Agora, antes deste canto uníssono e legítimo em favor do sofrimento do povo ucraniano, lembremos e também façamos nossos os mortos do Vietnã (3.010.000 vietnamitas mortos), Coréia (mais de 3 milhões de civis mortos e quase 15% da população morta do norte), Iraque (900.000 mortes iraquianas), Afeganistão (mais de 46.000 mortes), Palestina (desde 2000, 9.476 palestinos foram mortos pelo exército israelense em Israel e na Cisjordânia ocupada e na Faixa de Gaza); e enviemos ao cadafalso aqueles que querem nos cegar, que querem apagar de nossas memórias nosso sofrimento e nossos irmãos mortos por eles mesmos, que assim como a RÚSSIA agora assassina nossos irmãos ucranianos e russos (soldados russos).
Como eu gostaria de ler a história do mundo, e que o mundo como é agora (#somos todos Ucrânia) teria levantado sua voz e dito na época # somos todos o povo palestino, # todo o genocídio de o povo iraquiano, # somos todos salvadorenhos.
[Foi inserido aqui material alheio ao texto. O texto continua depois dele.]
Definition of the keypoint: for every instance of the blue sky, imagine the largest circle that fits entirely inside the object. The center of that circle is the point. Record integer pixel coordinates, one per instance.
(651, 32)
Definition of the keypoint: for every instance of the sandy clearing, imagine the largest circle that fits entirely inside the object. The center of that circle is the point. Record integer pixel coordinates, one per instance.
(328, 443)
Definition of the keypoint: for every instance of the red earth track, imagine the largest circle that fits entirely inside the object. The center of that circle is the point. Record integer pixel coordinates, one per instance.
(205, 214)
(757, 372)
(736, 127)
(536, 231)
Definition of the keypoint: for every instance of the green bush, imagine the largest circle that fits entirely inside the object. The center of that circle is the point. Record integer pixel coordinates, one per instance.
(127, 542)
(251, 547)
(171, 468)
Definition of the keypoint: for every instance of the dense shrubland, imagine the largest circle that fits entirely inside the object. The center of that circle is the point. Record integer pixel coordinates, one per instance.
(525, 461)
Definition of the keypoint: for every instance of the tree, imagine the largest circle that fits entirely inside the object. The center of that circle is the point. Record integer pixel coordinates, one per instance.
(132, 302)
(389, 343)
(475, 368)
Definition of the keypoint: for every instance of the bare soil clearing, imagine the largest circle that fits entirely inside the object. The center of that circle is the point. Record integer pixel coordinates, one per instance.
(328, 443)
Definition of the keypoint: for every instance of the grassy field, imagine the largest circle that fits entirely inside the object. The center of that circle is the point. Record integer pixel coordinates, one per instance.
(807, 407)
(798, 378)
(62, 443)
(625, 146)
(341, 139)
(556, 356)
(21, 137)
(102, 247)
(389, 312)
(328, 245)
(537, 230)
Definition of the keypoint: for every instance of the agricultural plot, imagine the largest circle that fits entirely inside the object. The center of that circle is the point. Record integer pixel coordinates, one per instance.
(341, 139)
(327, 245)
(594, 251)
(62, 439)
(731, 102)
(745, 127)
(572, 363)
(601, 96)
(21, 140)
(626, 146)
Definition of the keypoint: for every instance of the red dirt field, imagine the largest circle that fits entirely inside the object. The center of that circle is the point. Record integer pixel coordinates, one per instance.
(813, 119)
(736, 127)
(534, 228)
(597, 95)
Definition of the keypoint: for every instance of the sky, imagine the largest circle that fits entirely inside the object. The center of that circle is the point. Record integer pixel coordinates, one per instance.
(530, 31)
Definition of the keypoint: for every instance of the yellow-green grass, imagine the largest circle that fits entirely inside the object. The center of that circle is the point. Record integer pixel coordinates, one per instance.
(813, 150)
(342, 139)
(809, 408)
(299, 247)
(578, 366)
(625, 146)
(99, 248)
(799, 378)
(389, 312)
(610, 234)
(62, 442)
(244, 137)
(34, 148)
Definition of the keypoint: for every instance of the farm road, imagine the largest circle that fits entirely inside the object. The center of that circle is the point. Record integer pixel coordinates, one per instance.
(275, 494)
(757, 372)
Agora pelo menos temos que fazer uma hashtag #estamos todos mortos do ucraniano vietnã coreano salvadornicaraguachiletibet etc, enfim, vamos todos levantar nossas vozes em uníssono e colocar um até aqui! aos impérios e suas guerras geopolíticas genocidas com as quais defendem seus interesses à custa do sofrimento e da morte de crianças, idosos e jovens; vítimas que eles eufemisticamente chamam de “dano colateral”, e com uma hashtag, digamos, #fora dos impérios genocidas do mundo, com a ressalva de que são seus governos e sua visão da política, não seus povos.